Cocoa Coconut Milk Soap

If you’ve followed this blog you know that we make our own soap. We started with this basic bar and graduated to using goats milk instead of water. We found that we absolutely love goats milk soap since it gives the soap so much lather. Well, we have moved on to our new favorite – coconut milk soaps!

This is one of our new ones we made in our last soaping session back in March. It’s our Cocoa Coconut Milk soap. In addition to using coconut milk, we also processed it at room temperature. More about that later.

Cocoa Coconut Milk Soap
Cocoa Coconut Milk Soap

It’s a beautiful brown bar.

Closeup of Cocoa Coconut Milk Soap
Closeup of Cocoa Coconut Milk Soap

Here is the lather with just a tiny bit of water and me spinning the soap around in my hand twice.

Great lather from Cocoa Coconut Milk soap
Great lather from Cocoa Coconut Milk soap

To use the coconut milk, we pour the liquid into ice cube trays and freeze it. Then when we are ready to make soap, all we have to do is pull out some cubes and weigh them to get the correct amount. The cubes are easy to cut if needed.

Coconut milk and frozen cubes
Coconut milk and frozen cubes
Cocoa Coconut Milk Soap [print_link]

Olive Oil (30%) 270 grams

Palm Oil (30%) 270 grams

Coconut Oil (25%) 225 grams

Castor Oil (5%) 45 grams

Cocoa Butter (10%) 90 grams

coconut milk (frozen into cubes)  – 342 grams

lye – 125 grams

2 Tablespoons Coconut  Fragrance Oil

4 Tablespoons Avocado oil at trace (OPTIONAL)

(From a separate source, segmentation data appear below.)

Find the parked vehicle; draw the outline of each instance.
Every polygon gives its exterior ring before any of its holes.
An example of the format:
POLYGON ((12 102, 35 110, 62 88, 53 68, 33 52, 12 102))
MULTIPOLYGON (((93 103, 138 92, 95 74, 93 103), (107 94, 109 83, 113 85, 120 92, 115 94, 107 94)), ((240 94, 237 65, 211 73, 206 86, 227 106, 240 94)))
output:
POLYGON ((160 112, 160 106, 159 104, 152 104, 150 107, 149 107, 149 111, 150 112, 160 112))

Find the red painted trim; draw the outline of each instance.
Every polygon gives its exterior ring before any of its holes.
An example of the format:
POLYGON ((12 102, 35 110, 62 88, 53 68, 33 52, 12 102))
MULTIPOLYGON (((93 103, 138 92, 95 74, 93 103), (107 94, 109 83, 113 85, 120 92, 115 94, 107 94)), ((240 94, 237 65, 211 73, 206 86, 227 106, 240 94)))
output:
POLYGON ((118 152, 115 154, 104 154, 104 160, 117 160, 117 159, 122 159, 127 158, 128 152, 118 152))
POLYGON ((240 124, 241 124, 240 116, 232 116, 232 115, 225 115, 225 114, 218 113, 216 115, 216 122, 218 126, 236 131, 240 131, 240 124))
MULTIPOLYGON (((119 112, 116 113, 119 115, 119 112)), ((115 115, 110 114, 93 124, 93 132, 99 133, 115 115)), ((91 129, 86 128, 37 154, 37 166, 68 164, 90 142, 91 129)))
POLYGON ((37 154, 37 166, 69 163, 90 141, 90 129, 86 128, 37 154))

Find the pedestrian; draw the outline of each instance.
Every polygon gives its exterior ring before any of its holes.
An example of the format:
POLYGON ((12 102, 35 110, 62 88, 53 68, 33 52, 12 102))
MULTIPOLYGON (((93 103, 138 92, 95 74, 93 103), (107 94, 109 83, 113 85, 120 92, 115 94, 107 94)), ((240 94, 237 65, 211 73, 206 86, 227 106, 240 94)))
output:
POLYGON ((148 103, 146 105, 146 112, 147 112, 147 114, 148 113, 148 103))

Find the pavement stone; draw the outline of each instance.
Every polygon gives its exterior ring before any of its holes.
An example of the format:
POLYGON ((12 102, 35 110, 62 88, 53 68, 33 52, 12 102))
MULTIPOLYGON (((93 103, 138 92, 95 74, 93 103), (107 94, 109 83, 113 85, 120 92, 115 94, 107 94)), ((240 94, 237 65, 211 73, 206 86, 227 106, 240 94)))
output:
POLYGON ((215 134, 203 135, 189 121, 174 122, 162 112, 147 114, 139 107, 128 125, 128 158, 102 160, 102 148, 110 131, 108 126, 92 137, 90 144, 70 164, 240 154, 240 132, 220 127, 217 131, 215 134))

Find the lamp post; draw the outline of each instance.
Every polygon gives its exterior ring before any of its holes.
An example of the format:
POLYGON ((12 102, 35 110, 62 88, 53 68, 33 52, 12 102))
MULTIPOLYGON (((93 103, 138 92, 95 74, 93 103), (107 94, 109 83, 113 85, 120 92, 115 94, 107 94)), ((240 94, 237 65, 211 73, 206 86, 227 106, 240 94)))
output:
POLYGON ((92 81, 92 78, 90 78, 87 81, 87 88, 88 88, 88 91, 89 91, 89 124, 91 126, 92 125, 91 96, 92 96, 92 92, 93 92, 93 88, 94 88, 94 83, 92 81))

This makes 2 lbs of soap or 10 bars. As with any recipe you get off of the internet, please run this through one of the calculators. This one is my favorite.

Please refer to the cold process instructions here.

However, we decided to experiment with room temperature process on this batch. We put the frozen coconut milk cubes into the lye container. We then added the lye little by little as it melted the coconut milk. While Dave worked with the lye and coconut milk, I melted the oils. Once both solutions were melted we set them aside and made another soap. When we came back to this soap, both containers were around 65 or 70 degrees (remember this is March and our house is cool). We proceeded like we normally do adding the lye-coconut milk solution to the oils. We added the fragrance oil and Avocado oil at trace.

We wanted to experiment with room temperature soap and it worked. If you are just starting to make soap, I’d still recommend you work with the “normal” or more popular process. However, if you’ve got some bars under your belt, try this.

Also, you will notice that I have indicated that the Avocado oil is optional. We’ve been adding oils at trace and from everything we’ve read it doesn’t really add much to the bar. We’ve decided that our future bars will not have any oil added at trace.

If you have made our Coconut Cocoa Soap (which is still one of my favorites), the only difference is that we used coconut milk instead of goats milk.

We found this soap to be so creamy and bubbly, but still a hard bar. We’ll still make some goats milk soaps, but coconut milk sure kicks it up a notch! We’ll be making more once the gardening slows down.